12. Backend Implementations¶
┌─────────────────────────────────────────────────────────────────┐
│ BACKEND COMPARISON │
├──────────────┬──────────────────────────────────────────────────┤
│ │ │
│ PennyLane │ Manual X gates via qml.PauliX │
│ │ • Returns callable closure │
│ │ • Big-endian (wire 0 = MSB) │
│ │ • Feature x[i] → wire i (direct mapping) │
│ │ │
├──────────────┼──────────────────────────────────────────────────┤
│ │ │
│ Qiskit │ QuantumCircuit with qc.x(i) │
│ │ • Little-endian (qubit 0 = LSB) │
│ │ • Feature x[i] → qubit i (direct mapping) │
│ │ • LSB→MSB conversion handled by analysis module │
│ │ │
├──────────────┼──────────────────────────────────────────────────┤
│ │ │
│ Cirq │ cirq.X on LineQubits │
│ │ • All X gates in a single Moment (parallel) │
│ │ • Big-endian (LineQubit(0) = MSB) │
│ │ • Feature x[i] → qubit i (direct mapping) │
│ │ • ⚠ all_qubits() may return fewer qubits │
│ │ for sparse inputs (only active qubits) │
│ │ │
└──────────────┴──────────────────────────────────────────────────┘
Qubit ordering: All backends use direct mapping (feature x[i] →
qubit i). PennyLane and Cirq are both big-endian (qubit 0 = MSB),
so no conversion is needed. Qiskit is little-endian (qubit 0 =
LSB), but the analysis module's _simulate_qiskit automatically
converts statevectors to big-endian for cross-backend consistency.
13. When To Use (and When Not To)¶
┌──────────────────────────────────────────────────────────────────┐
│ USE BASIS ENCODING WHEN: │
│ │
│ • Data is naturally binary or categorical │
│ • You need the shallowest possible circuit (NISQ hardware) │
│ • Your algorithm works with marked basis states (Grover, QAOA) │
│ • You want a simple baseline encoding for comparisons │
│ • Hardware error budget is tight (fewer gates = less error) │
└──────────────────────────────────────────────────────────────────┘
┌──────────────────────────────────────────────────────────────────┐
│ DO NOT USE BASIS ENCODING WHEN: │
│ │
│ • Data is continuous and pattern-rich (use Angle or IQP) │
│ • You need superposition or interference effects │
│ • You need entanglement from the encoding layer │
│ • You need amplitude-level information processing │
│ • You want sub-linear qubit scaling (use Amplitude encoding) │
└──────────────────────────────────────────────────────────────────┘
14. Orthogonality of Encoded States¶
A unique property of basis encoding: every pair of distinct inputs maps to orthogonal quantum states.
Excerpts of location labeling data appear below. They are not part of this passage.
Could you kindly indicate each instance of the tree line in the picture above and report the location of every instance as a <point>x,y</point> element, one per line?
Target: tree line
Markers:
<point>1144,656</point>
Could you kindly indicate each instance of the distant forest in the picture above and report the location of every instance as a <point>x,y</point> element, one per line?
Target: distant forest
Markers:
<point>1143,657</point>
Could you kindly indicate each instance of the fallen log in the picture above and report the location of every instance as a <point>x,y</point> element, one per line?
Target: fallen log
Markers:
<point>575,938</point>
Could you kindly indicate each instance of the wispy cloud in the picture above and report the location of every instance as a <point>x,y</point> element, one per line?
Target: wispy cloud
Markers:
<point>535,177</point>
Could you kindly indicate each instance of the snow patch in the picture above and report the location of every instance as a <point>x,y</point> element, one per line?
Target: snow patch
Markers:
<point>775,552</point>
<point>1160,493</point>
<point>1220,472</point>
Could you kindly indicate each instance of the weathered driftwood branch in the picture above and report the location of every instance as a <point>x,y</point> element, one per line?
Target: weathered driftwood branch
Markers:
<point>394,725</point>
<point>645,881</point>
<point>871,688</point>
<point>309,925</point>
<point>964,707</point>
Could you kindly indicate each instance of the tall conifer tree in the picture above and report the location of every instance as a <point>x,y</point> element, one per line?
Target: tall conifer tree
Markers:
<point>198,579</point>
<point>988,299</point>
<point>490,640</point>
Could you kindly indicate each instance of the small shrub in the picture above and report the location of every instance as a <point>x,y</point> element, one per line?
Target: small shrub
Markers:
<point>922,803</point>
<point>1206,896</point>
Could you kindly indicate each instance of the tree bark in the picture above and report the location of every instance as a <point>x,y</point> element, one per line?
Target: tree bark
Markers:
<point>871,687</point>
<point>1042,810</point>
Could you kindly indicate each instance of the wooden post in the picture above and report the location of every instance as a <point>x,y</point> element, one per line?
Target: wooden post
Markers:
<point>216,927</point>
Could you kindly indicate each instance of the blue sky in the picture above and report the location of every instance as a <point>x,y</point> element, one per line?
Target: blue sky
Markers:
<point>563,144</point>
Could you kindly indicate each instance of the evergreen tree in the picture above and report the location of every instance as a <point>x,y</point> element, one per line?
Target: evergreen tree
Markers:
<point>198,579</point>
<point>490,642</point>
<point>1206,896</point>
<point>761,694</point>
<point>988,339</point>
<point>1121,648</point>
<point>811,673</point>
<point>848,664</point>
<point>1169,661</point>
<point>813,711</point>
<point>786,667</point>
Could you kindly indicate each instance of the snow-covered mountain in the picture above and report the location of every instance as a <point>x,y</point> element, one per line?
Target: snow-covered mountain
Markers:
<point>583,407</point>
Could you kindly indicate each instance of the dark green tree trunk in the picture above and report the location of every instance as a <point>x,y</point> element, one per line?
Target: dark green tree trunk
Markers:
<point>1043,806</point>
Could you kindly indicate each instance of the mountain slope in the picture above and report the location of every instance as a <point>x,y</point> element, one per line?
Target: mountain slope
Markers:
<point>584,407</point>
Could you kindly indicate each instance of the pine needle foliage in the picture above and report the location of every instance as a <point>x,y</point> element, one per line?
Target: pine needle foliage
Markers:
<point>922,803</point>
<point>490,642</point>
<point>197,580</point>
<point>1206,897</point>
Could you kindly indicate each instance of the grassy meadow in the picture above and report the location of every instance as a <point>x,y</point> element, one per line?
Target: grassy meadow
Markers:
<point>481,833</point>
⟨ψ(x) | ψ(y)⟩ = δ_{x,y} (Kronecker delta)
Inputs States Inner Product
────── ────── ─────────────
[0,0] , [0,1] |00⟩ , |01⟩ ⟨00|01⟩ = 0 (orthogonal)
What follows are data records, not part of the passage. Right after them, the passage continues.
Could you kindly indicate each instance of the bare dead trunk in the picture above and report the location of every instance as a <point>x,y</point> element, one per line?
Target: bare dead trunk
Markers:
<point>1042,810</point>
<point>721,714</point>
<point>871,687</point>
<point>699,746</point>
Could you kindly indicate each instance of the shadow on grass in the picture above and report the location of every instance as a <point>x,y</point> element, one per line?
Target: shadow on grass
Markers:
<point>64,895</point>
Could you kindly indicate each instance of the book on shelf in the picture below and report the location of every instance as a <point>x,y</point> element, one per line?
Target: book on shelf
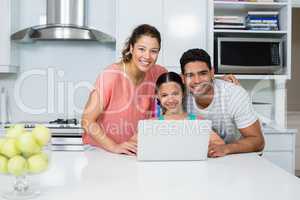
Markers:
<point>229,19</point>
<point>262,21</point>
<point>263,29</point>
<point>263,13</point>
<point>261,25</point>
<point>229,26</point>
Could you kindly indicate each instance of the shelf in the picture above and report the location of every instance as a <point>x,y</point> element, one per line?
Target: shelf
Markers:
<point>257,77</point>
<point>241,5</point>
<point>248,31</point>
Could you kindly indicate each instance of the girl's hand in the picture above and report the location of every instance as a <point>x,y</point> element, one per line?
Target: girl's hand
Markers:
<point>215,139</point>
<point>128,148</point>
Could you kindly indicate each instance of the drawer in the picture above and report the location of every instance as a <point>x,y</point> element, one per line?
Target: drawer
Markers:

[0,0] , [1,0] |00⟩ , |10⟩ ⟨00|10⟩ = 0 (orthogonal)
[0,1] , [1,0] |01⟩ , |10⟩ ⟨01|10⟩ = 0 (orthogonal)
[1,0] , [1,0] |10⟩ , |10⟩ ⟨10|10⟩ = 1 (identical)
This means:
• Every distinct bit string is perfectly distinguishable
• No information overlap between different encodings
• Kernel matrix = Identity (for distinct inputs)
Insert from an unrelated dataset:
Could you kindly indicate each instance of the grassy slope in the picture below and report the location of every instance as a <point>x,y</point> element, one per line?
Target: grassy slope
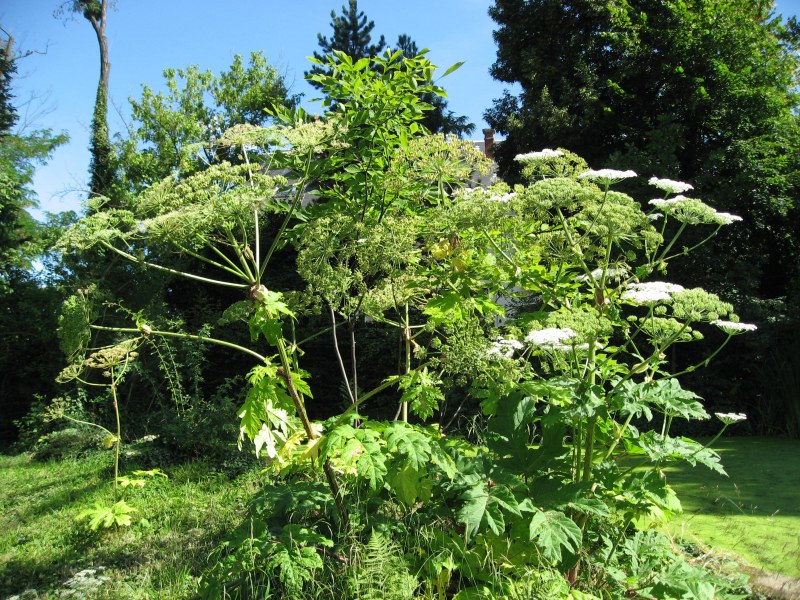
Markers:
<point>755,512</point>
<point>42,547</point>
This perfect distinguishability is both a strength (no confusion between inputs) and a limitation (no notion of "similarity" between nearby bit strings — [0,0,0,1] and [0,0,1,0] are equally "far" from each other as [0,0,0,0] and [1,1,1,1]).
References¶
-
Nielsen, M. A., & Chuang, I. L. (2010). "Quantum Computation and Quantum Information." Cambridge University Press. Chapter 1.
-
Schuld, M., & Petruccione, F. (2018). "Supervised Learning with Quantum Computers." Springer. Chapter 4: Quantum Feature Maps.
-
Weigold, M., et al. (2020). "Data encoding patterns for quantum computing." IEEE International Conference on Quantum Computing and Engineering (QCE).
-
LaRose, R., & Coyle, B. (2020). "Robust data encodings for quantum classifiers." Physical Review A, 102(3), 032420.